Better FAFSA, Better Future
We will continue to update this webpage as we receive more information from the Department of Education.
In 2020, the FAFSA Simplification Act was enacted into law as part of the Consolidated Appropriations Act of 2021. The FAFSA Simplification Act represents a significant overhaul of federal student aid, including the Free Application for Federal Student Aid (FAFSA) form, need analysis, and many policies and procedures for schools that participate in the Title IV programs. The changes will provide:
- a more streamlined application process,
- expanded eligibility for federal financial aid,
- reduced barriers for certain student populations, and
- a better user experience for the FAFSA form.
The 2024-2025 FAFSA will be available in December 2023. The exact date has not yet been released by the Department of Education.
Changes to the FAFSA:
- The number of questions on the FAFSA has decreased from over 100 to less than 50.
- The EFC (Estimated Family Contribution) is now the Student Aid Index (SAI).
- Students can list up to 20 schools on their FAFSA via the online application.
- Applicants will be asked to report their sex, race, and ethnicity on the FAFSA itself, but students will be offered a choice of “Prefer Not to Answer”. Schools and states won’t see responses to these questions on the FAFSA.
- The Data Retrieval Tool (DRT) has been renamed the Federal Taxpayer Information (FTI)
- The Custodial Parent on your FAFSA will no longer be the parent with whom you lived more during the past 12 months, but rather the parent whom provided you with more financial support.
- Students, spouses, parents, and stepparents will now need to provide their consent in the new Consent to Retrieve and Disclose Federal Tax Information section of the FAFSA for federal student aid eligibility.
- This consent will allow the IRS to share FTI.
- If any party to the FAFSA form does not provide consent, submission of the form will still be allowed.

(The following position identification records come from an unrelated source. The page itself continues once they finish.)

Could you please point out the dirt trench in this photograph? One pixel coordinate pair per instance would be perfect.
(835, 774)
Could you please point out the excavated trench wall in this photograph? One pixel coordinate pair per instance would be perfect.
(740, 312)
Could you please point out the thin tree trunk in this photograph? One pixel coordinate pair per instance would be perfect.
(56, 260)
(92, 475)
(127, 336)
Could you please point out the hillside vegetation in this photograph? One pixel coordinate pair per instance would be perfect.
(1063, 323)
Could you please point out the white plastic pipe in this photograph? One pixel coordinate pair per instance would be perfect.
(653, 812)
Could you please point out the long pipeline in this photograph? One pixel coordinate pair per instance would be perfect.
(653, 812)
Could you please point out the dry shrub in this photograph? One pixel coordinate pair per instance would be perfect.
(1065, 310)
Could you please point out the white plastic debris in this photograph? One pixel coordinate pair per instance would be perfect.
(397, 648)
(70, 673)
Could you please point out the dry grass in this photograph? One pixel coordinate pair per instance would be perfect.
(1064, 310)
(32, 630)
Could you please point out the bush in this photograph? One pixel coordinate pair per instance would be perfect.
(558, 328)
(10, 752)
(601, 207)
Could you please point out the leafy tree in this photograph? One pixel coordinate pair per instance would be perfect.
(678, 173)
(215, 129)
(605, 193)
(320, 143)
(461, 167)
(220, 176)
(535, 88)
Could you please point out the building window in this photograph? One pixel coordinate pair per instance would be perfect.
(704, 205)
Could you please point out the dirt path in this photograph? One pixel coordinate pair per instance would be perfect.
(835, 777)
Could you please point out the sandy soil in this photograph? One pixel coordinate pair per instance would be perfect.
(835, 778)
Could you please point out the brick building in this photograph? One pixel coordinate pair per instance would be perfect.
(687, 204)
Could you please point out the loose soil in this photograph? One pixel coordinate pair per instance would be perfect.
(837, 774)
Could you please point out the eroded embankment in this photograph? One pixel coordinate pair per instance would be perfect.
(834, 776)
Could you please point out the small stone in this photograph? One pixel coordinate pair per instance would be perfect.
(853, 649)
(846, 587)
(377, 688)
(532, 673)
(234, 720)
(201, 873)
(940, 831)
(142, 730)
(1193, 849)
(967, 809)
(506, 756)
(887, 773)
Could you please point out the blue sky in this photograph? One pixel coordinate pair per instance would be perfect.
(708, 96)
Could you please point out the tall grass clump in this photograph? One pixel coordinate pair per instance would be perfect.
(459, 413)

However, a Student Aid Index (SAI) will not be calculated.
Changes to Calculating Aid Eligibility:
Students and families will see a different measure of their ability to pay for college, and they will experience a change in the methodology used to determine aid.
- The new need analysis formula:
- removes the number of family members in college from the calculation
- allows a minimum SAI of -$1,500
- implements separate eligibility determination criteria for Federal Pell Grant.
- Child support received will be included in assets and not as untaxed income.
- Families who own a small business/farm that also serves as primary residence will now have assets of that business/farm considered in their need analysis calculation.